Primary Artifact Analysis

The North American Review




Invigorating, even messy pandemonium: this was the character of print culture at the time of this novel’s publication, in 1810. Without a doubt, Rosa proves itself to be a metanarrative due to the author’s complex relationship with such pandemonium: he or she incorporates criticism, satire, exploration, celebration, and even bewilderment as the characters go about their journeys in the storyline. Really, the characters cannot escape the language that swirls through the air; it is part of their identity in the setting of this new country; it is part of who they are on the most fundamental of levels. Even if the characters themselves do not contribute to journals, they chatter together, trying to make sense of the traditions they inherited from Great Britain, trying to find the bits of truth in the sensationalized, trying to accept the criticism of visionary youths, and trying to make their generation and thus national identity distinctive but always tasteful. Ultimately, something drastic is unfolding, and more and more people can begin to help define whatever that is simply because they are on the streets, engaging, breaking the silence.

I chose The North American Review, which is considered to be the first literary magazine, for this component of the project, since in it you can clearly see the way that society during the early nineteenth century attempted to embrace a wide variety of pieces while still operating with a set of high standards; a clear structure; and, quite interestingly, metanarrative essence.
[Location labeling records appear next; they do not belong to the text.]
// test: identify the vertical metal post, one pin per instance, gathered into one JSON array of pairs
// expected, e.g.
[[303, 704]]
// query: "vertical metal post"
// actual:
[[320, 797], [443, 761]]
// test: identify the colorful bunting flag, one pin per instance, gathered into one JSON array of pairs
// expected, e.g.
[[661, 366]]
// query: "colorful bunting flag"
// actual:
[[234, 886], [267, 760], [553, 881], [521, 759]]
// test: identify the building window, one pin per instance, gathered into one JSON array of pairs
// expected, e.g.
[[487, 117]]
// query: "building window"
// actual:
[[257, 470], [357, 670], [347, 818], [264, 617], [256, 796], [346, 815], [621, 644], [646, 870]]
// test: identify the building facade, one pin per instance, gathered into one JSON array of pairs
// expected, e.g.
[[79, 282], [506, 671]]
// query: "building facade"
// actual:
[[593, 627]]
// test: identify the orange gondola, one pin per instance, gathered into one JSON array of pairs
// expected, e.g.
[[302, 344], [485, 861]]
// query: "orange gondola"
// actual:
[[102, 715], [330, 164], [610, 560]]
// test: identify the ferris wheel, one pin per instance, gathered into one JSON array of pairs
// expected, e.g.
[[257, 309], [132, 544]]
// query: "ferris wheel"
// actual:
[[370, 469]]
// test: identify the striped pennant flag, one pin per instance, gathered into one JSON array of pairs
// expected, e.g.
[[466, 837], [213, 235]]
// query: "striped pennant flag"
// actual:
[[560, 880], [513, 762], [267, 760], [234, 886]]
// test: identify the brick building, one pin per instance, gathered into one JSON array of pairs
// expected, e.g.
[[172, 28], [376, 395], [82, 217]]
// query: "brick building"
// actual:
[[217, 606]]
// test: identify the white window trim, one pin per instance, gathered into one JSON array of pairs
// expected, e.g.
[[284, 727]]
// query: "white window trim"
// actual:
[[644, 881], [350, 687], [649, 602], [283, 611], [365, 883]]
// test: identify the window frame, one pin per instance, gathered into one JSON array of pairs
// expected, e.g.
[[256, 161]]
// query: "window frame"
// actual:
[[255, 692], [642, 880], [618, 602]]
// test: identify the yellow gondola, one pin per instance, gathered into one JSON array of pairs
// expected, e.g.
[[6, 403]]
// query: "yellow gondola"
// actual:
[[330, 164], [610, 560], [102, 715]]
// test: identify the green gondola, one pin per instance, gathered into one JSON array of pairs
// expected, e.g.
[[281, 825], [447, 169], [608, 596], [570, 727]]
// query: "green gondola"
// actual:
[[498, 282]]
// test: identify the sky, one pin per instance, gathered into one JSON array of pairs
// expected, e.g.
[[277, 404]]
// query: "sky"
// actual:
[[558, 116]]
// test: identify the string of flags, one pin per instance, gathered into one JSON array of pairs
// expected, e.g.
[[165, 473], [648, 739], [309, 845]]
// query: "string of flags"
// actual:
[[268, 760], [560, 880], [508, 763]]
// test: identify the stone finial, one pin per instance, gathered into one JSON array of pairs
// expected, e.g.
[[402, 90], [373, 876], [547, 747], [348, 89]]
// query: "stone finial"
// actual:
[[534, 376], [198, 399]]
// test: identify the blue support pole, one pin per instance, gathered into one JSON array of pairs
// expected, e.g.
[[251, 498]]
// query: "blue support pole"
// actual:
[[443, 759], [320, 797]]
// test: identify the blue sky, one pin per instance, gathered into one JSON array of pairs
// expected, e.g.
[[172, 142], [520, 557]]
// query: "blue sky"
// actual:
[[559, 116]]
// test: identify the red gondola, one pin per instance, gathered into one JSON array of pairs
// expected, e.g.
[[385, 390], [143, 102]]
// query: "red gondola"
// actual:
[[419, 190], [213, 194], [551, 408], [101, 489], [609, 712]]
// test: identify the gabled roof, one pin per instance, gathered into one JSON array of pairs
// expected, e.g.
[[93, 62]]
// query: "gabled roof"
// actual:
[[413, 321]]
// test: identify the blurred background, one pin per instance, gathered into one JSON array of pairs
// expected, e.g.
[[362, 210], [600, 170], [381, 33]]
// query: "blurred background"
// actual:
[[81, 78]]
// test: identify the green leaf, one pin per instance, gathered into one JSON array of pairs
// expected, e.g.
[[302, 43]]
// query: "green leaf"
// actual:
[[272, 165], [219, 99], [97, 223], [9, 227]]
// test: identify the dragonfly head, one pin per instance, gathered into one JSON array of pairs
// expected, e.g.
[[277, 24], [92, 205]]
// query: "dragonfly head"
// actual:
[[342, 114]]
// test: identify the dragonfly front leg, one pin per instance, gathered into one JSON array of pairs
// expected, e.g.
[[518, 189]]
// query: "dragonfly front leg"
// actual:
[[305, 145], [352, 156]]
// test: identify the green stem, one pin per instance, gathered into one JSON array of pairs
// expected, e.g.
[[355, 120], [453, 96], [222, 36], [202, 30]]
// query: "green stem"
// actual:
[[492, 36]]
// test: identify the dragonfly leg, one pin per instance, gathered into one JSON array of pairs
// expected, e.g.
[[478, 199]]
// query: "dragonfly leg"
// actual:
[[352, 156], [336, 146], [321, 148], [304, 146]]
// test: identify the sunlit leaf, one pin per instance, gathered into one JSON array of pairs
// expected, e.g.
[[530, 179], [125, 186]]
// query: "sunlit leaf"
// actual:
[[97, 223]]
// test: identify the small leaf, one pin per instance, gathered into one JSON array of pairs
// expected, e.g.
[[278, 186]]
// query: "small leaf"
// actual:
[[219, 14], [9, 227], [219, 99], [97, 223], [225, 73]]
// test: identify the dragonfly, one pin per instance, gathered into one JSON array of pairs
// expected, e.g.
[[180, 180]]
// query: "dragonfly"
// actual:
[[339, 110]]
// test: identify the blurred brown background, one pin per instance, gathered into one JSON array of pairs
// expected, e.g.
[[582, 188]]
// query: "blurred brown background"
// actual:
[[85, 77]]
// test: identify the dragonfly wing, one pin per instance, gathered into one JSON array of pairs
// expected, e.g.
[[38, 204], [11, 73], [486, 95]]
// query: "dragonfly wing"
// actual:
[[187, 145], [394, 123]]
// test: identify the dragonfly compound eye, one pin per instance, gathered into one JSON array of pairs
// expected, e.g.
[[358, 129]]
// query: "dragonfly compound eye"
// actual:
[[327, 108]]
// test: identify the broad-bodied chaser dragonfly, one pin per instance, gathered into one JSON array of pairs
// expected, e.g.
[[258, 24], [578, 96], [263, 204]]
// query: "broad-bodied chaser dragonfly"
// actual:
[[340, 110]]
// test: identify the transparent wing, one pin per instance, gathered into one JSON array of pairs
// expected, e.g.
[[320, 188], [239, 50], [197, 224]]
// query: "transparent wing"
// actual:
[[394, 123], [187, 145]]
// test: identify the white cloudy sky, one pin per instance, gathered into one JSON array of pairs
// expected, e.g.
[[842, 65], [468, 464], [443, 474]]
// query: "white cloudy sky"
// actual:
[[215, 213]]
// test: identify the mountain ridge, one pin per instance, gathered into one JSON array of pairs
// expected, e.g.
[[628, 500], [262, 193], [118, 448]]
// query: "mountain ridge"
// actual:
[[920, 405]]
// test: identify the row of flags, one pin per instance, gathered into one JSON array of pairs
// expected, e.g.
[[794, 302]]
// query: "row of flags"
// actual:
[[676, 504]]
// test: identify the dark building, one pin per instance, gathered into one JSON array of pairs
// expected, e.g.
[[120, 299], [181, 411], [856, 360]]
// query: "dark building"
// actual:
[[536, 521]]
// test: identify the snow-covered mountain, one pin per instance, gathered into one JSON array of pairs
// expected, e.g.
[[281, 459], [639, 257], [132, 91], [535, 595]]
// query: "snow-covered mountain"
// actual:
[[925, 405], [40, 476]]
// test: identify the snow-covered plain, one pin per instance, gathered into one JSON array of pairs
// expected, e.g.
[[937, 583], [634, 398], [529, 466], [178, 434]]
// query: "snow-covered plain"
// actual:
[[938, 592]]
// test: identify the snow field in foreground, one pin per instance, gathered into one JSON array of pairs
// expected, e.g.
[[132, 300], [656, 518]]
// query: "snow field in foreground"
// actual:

Although daily life in such buzzing publishing cities as New York, Boston, Philadelphia, and Baltimore brought one into contact with many literary and linguistic influences, at the end of the day, only certain voices and perspectives were selected and captured in literary journals. Thus, from the chaos arose a markedly lucid, scholarly, ambitious body of works. Of course messy snippets from the streets would not make it into the second volume in 1815; the revolutionary poet Walt Whitman was not a prominent figure until later on in the century.



I found this section to be striking and relevant, as there is this sense of resentment towards the blooming literary culture in the years in which the Early Republic was transitioning into its own version of Romanticism and attempting so desperately to define American literature, to establish an unbreakable identity. This is directly related to the metanarrative evident in all throughout Rosa. The anonymous author was, in many respects, concerned with the sort of superficiality that came from overly conscious and almost feverish efforts to pinpoint one particular sort of identity. Many American were making proposals, so to speak, so in Rosa, readers are finally given the chance to recognize the accidental beauty and meaning against such an overwhelming backdrop; the author, as a literary strategy, throws everything into the pot and simultaneously laughs at the absurdity and realizes that perhaps this is precisely what American literature is: an ever-changing pastiche. Ultimately, the characteristics of the American literary consciousness ought to evolve over time, naturally; there must not be too much interference lest we chop off streams that could very well have the potential to define entire movements within this civilization.